Lessons of Imperfection

I’ve been thinking lately about the wisdom of imperfection. My writer friend Nicola Murray graciously shared a wonderful story about the lessons to be gained from imperfection:

In The Unknown Craftsman by Soetsu Yanagi, there is an essay about the tradition of making Japanese tea bowls with deliberate imperfections because it teaches us that we have things to learn. There is a beautiful description of the author visiting a wood-turning studio in Korea, where he noticed big hunks of very wet pine wood sitting around on the floor. He was thinking how those would not get used for turning because, of course, anything made with them would crack as it dried. One of the wood turners came into the studio, grabbed a hunk of the green wood and made a beautiful bowl out of it, misting the entire room with the aroma of the wet, resinous pine as he did so. The author admired the finished product but asked the artisan why he bothered when he knew the bowl would crack, to which the wood-turner replied, “Then I fix the crack.” Later, the author saw the bowl with the crack fixed and said it was even more beautiful than the original product, making him aware that there was much to be gained from imperfection.
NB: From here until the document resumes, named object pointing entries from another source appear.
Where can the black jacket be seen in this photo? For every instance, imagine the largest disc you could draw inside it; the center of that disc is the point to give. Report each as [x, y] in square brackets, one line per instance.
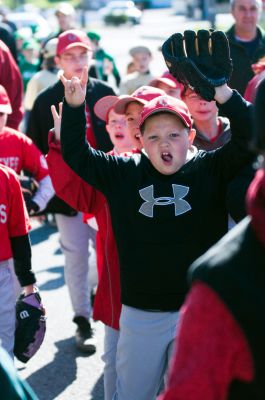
[41, 121]
[162, 223]
[242, 71]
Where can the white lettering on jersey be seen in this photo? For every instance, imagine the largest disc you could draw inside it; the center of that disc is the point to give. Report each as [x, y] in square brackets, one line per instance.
[180, 206]
[3, 214]
[11, 162]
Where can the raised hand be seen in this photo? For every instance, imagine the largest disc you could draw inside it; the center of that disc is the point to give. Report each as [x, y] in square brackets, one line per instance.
[57, 118]
[201, 61]
[75, 88]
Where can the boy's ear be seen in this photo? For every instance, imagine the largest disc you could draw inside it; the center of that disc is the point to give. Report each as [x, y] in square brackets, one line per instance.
[141, 139]
[192, 134]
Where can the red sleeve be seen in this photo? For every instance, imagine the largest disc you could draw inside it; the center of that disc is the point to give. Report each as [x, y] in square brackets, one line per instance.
[18, 219]
[68, 185]
[33, 160]
[11, 79]
[211, 350]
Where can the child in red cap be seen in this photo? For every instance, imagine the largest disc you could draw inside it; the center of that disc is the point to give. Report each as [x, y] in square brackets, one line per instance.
[73, 52]
[15, 248]
[167, 207]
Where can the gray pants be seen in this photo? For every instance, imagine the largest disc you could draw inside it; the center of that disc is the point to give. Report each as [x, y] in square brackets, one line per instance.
[78, 246]
[144, 348]
[109, 357]
[7, 307]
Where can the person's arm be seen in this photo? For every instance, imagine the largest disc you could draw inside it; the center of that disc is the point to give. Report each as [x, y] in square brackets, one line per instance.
[21, 251]
[39, 123]
[236, 154]
[68, 185]
[18, 227]
[11, 79]
[210, 350]
[35, 163]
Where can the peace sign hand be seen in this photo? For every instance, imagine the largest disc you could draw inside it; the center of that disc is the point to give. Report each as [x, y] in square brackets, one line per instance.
[75, 88]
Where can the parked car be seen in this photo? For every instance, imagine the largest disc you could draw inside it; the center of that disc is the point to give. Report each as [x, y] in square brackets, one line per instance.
[31, 20]
[120, 12]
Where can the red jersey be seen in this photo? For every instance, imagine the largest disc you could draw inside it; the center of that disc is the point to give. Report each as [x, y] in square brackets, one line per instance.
[211, 350]
[18, 152]
[14, 220]
[10, 78]
[107, 304]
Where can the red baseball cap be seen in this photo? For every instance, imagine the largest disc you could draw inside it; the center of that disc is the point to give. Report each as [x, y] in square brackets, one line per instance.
[103, 106]
[5, 105]
[142, 95]
[169, 104]
[168, 80]
[72, 38]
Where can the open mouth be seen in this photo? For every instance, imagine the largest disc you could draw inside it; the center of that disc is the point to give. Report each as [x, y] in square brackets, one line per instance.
[119, 136]
[166, 157]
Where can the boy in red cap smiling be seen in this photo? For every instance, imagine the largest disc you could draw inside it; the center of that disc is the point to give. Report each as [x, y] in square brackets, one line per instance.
[156, 200]
[132, 105]
[74, 52]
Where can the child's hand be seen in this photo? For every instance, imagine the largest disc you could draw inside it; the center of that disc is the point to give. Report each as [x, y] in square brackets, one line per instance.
[200, 61]
[75, 89]
[57, 118]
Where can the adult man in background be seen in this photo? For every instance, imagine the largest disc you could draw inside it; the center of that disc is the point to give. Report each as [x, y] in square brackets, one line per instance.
[246, 40]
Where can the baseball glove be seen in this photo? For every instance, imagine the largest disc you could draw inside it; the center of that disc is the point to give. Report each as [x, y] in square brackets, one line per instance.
[200, 61]
[30, 326]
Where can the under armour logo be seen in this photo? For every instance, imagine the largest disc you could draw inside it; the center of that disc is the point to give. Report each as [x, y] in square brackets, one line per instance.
[24, 314]
[179, 191]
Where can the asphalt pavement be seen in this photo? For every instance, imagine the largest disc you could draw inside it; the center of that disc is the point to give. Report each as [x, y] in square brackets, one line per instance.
[59, 370]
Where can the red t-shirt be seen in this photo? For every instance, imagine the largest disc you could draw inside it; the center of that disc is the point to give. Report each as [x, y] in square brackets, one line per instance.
[18, 152]
[14, 220]
[10, 78]
[211, 350]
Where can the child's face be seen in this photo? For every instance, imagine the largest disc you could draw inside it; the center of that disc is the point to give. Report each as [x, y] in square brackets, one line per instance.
[170, 91]
[166, 141]
[73, 61]
[141, 62]
[132, 115]
[29, 54]
[200, 109]
[3, 119]
[116, 127]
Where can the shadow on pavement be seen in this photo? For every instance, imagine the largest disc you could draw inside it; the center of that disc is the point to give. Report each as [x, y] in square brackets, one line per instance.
[56, 283]
[42, 233]
[52, 379]
[98, 390]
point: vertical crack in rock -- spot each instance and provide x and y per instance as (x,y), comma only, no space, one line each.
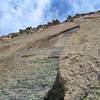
(56,92)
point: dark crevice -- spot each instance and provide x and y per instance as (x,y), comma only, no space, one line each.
(56,92)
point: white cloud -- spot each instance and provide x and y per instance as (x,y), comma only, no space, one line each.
(16,14)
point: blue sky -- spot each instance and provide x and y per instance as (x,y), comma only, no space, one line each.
(19,14)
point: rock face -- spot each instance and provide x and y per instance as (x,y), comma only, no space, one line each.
(56,61)
(80,62)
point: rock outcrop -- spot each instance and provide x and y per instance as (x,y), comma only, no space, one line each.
(55,61)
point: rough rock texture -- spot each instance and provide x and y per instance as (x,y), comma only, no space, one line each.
(56,61)
(80,62)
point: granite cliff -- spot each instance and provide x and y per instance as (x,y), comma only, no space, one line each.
(55,61)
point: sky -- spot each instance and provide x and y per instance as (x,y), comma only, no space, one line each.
(19,14)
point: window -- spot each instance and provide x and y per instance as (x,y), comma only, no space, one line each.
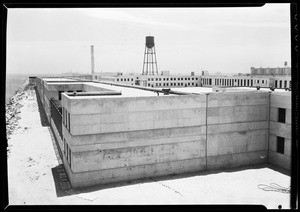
(65,147)
(70,153)
(68,121)
(280,145)
(281,115)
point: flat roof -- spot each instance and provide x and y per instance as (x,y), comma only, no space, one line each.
(57,79)
(126,91)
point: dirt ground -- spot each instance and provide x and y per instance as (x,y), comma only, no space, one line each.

It’s said that weavers of Persian rugs sometimes add in small and deliberate imperfections to reflect a belief that only God can attain perfection. The imperfections make each Persian rug special—each is precisely imprecise and has a story of its own, ready to be told.

Perhaps one of the lessons to be gained from imperfection is that we are all precisely imprecise and have a story of our own, just waiting to be told. Through my own experience with studying and writing different forms of memoir, I have come to know this firsthand. As I allow myself to open to those most tender and wounded parts of myself and share the stories and wisdom that emerges, those parts begin to heal and transform. When we share our stories in this openhearted way, something else beautiful and mysterious happens: we touch others in a way that can support them in their own process of opening to their own wisdom and healing.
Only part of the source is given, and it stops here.